Not quite six years ago, a U.S. Federal Judge named William Young sentenced convicted terrorist Richard Reid to life in prison.
For those of you who don’t remember, Richard Reid was the genius who had plastic explosives built into his shoes and who boarded an airplane with the intent of blowing everything, himself included, to smithereens. In midair he tried to detonate these shoes with matches but was apprehended before the explosives took hold.
Just prior to sentencing, Judge William Young asked Mr. Reid if he had anything to say.
Mr. Reid said yes, he did. He said that he swore allegiance to Osama bin Laden and to Islam and to the religion of Allah. He said furthermore that he would not apologize for his actions because, as he told the court, he is at war with this country.
When Reid was finished speaking, Judge Young responded this way:
Mr Richard C. Reid, hearken now to the sentence the Court imposes upon you. On counts 1, 5 and 6, the Court sentences you to life in prison in the custody of the United States Attorney General.
On counts 2, 3, 4 and 7, the Court sentences you to 20 years in prison on each count, the sentence on each count to run consecutively. (That’s 80 years.)

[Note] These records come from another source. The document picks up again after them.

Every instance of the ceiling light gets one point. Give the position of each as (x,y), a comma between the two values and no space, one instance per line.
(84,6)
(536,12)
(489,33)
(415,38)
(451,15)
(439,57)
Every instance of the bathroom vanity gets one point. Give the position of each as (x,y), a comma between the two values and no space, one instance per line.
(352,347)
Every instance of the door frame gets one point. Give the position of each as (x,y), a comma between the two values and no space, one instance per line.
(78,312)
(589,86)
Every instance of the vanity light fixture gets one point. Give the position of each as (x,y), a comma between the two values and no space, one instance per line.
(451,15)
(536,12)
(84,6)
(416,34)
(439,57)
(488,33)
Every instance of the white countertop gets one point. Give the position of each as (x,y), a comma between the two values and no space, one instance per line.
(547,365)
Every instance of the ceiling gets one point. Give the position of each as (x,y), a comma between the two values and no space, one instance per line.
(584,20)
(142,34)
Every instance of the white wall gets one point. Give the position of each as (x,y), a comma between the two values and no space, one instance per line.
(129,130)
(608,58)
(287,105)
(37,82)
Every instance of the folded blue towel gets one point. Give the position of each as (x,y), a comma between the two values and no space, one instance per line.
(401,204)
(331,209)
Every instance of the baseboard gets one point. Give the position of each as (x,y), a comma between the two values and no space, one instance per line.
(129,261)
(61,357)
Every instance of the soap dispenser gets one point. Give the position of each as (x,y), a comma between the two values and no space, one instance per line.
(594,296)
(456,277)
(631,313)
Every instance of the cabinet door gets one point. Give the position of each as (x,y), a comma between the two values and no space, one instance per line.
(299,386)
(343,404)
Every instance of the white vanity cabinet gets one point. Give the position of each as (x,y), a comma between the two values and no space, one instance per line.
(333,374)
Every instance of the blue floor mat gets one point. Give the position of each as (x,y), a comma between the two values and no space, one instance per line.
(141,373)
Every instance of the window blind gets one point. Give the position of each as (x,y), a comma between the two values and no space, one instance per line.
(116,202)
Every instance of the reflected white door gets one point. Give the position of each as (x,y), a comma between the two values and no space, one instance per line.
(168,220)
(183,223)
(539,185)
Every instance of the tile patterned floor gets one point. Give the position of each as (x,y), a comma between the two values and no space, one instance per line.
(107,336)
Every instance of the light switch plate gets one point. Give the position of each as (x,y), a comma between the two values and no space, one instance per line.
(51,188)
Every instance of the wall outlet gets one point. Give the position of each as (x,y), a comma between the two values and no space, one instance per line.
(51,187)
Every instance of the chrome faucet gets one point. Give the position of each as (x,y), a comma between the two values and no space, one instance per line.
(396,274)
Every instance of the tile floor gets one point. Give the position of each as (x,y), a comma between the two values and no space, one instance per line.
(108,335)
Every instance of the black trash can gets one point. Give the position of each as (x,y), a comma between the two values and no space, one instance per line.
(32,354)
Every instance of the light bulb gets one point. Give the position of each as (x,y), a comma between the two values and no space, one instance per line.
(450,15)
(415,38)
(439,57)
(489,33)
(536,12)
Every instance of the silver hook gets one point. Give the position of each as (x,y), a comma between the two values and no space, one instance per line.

On count 8, the Court sentences you to the mandatory 30 years again, to be served consecutively to the 80 years just imposed. The Court imposes upon you for each of the eight counts a fine of $250,000—that’s an aggregate fine of $2 million.
The Court accepts the government’s recommendation with respect to restitution and orders the restitution in the amount of $298.17 to Andre Bousquet and $5,784 to American Airlines. The Court imposes upon you an $800 special assessment.
The Court imposes upon you five years supervised release simply because the law requires it. But the life sentences are real life sentences so I need go no further.
This is the sentence that is provided for by our statutes. It is a fair and just sentence. It is a righteous sentence.
Now let me explain this to you. We are not afraid of you or any of your terrorist co-conspirators, Mr. Reid. We are Americans. We have been through the fire before. There is too much war talk here and I say that to everyone with the utmost respect.
Here in this court, we deal with individuals as individuals and care for individuals as individuals. As human beings, we reach out for justice.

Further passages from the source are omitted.